One of the things I like about cloud computing is the ability to access the platform from anywhere in the World. You don't need special VPN access or open ports in a firewall. And of course, you don't have the same set-up and maintenance issues that go with standard database hardware/software.

Microsft SQL Azure (previously know as SQL Data Services) is MS's cloud database platform. You can find out the basics and get a free (for now) account here: http://msdn.microsoft.com/en-us/sqlserver/dataservices/default.aspx

Once you have your "invite" from MS, you log on to sql.azure.com with a Passport or Live.com account and you will see acreen that gives you the name of your cloud server and options to create a database.
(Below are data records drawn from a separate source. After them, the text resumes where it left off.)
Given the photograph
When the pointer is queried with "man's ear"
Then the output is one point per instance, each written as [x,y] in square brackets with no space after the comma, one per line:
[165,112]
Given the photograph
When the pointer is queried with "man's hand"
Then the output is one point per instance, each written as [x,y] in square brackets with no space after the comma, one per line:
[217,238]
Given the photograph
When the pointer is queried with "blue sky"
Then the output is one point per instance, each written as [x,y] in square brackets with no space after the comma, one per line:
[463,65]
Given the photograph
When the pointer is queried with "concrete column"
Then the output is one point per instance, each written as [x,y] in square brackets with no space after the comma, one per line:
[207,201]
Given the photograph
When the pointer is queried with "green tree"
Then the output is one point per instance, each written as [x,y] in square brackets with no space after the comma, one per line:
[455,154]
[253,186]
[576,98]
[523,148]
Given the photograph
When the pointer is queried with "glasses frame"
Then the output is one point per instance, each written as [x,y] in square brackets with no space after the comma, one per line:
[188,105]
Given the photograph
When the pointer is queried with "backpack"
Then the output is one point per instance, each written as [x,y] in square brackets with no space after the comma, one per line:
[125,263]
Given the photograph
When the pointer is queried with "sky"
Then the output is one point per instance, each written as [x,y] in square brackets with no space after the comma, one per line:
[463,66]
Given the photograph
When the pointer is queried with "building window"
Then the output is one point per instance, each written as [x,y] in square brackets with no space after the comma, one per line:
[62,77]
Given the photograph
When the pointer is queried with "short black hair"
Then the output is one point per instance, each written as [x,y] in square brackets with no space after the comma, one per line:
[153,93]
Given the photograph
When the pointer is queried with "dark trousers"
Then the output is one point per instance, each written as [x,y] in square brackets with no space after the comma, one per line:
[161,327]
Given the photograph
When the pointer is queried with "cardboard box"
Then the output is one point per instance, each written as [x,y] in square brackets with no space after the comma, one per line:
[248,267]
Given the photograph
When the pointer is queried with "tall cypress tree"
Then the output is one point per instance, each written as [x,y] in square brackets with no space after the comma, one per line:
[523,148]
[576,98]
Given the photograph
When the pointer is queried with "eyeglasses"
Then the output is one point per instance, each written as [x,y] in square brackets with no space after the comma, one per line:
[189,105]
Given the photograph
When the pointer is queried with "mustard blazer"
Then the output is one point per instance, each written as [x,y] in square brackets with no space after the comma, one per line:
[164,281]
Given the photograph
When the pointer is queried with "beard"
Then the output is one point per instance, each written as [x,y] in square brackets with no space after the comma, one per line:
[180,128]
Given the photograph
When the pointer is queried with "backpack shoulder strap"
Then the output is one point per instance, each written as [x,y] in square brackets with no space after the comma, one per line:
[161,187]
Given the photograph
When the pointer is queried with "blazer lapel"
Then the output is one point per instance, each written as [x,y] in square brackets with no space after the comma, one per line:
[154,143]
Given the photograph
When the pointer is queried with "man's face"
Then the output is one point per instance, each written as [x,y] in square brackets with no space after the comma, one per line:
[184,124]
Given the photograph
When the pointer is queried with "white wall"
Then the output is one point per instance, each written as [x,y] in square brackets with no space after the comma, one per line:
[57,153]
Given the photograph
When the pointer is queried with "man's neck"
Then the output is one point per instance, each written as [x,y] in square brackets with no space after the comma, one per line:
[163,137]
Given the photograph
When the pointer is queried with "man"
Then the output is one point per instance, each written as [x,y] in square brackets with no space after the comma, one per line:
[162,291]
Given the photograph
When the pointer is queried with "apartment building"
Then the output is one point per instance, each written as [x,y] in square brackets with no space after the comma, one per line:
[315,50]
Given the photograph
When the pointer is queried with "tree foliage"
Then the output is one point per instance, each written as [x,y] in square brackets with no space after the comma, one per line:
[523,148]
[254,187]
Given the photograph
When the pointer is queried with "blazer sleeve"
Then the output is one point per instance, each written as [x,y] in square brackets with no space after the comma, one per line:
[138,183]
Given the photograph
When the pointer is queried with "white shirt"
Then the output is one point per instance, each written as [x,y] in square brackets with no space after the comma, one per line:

It looks like this:

 

When you click on "Connection Strings," you are given two connection strings - ADO.NET and ODBC. This is another one of those important things to know - You cannot use Windows authentication; you must use SQL authentication. In any case, the connection strings are pretty standard:

ADO.NET

Server=tcp:myserver.database.windows.net;Database=ssc;User ID=myusername;Password=myPassword;Trusted_Connection=False;

ODBC

Driver={SQL Server Native Client 10.0};Server=tcp:myserver.database.windows.net;Database=ssc;Uid=myusername@myserver;Pwd=myPassword;

Before you do anything else, you need to click on the Firewall Settings tab and add your IP address (or range) to allow connections to the database.

My initial thought was if I have ODBC then I must be able to just open Access and connect. Nope that didn't work. The examples I saw all used a console for anASP.NET application. That is not a big issue, but what I really wanted was to use the database tools that I am used to for managing data in the cloud. I tried what I thought would work in Management Studio....just provide the server name and login info like any other database connection.

 

I still don't know why, but this just doesn't work, BUT, here is the trick....

CLICK CANCEL, then click on New Query and it will present you with essentially the same logon box. Here you put in the server name, user/password then click Options button to specify the database name you want. Click connect and you are in.

At this point you are looking at a blank query. If run the SQL below, the select statement returns the table values.

CREATE TABLE [dbo].[MyData](
[ID] [smallint] CONSTRAINT [PK_MyData] PRIMARY KEY CLUSTERED NOT NULL,
[MyDataText] [nvarchar](2000) NULL)

INSERT INTO [dbo].[MyData] ([ID], [MyDataText])
VALUES (1, N'Hello') INSERT INTO [dbo].[MyData] ([ID], [MyDataText])
VALUES (2, N'World!') INSERT INTO [dbo].[MyData] ([ID], [MyDataText])
VALUES (3, N'I am in the cloud.') SELECT * FROM [MyData]

 

That is it! You have almost all of T-SQL language available to you (some exceptions, Windows users for example, check MSDN). I have found that using a cloud database or a server database is the same within Visual Studio.NET.

This is meant to be an introductory article. I cannot say that I am a SQL Azure expert by any means, but I'm sure the part about clicking cancel will help someone!